In the good old days, before one of Janet Jackson’s breasts made its way onto network TV during the 2004 Super Bowl, the FCC was leveling obscenity fines of less than half a million in 2003 and only $48,000 in 2000. But the fines for Jackson’s on-camera areola alone came to $550,000–giving Jackson’s exposed chest a net worth of more than a million dollars (plus the still-undisclosed value of her nipples, which had remained concealed). That year FCC fines for dirty words and exposed butt cheeks skyrocketed to nearly $8 million. Then-FCC chair Michael “Son of Colin” Powell explained that this was prompted by a “dramatic rise in public concern and outrage about what is being broadcast into their homes,” citing an exponential increase in citizen complaints.
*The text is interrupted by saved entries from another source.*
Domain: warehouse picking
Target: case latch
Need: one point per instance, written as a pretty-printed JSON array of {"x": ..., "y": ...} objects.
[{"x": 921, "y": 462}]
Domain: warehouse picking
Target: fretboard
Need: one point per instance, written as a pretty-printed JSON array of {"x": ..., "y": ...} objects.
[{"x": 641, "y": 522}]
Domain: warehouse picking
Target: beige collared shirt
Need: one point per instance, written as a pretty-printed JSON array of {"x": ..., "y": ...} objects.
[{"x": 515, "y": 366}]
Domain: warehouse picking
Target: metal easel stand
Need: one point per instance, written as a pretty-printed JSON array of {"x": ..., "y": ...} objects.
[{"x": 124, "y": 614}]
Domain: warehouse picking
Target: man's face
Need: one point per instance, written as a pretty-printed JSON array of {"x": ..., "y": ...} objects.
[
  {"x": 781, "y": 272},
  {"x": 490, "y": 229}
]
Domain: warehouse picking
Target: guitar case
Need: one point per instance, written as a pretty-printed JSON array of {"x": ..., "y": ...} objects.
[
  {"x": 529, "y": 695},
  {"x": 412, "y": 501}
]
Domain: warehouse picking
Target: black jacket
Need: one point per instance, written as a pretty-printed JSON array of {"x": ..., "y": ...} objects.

This spring’s case related in part to Bono’s extemporaneous exclamation “fucking brilliant!” on NBC during the 2003 Golden Globes. In its decision the court referred to the fact that President Bush and Vice President Cheney had, in recent times, been heard using “variants of these expletives in a manner that no reasonable person would believe referenced ‘sexual or excretory organs or activities.'” (Next thing you know, it’ll be legal to shoot your friends in the face.)
Yes, fellow Americans, thanks in part to the potty-mouths of Bush and Cheney, we’ve won the right to curse, accidentally, on the public airwaves. And a good thing, too, because aside from all the sensible reasons this ought to be so, it turns out that virtually all of the opposition to so-called indecency on the public airwaves is as imaginary as the PBS animated bunny rabbit Buster, who scandalously visited a lesbian couple, upsetting Education Secretary Margaret Spellings two years ago.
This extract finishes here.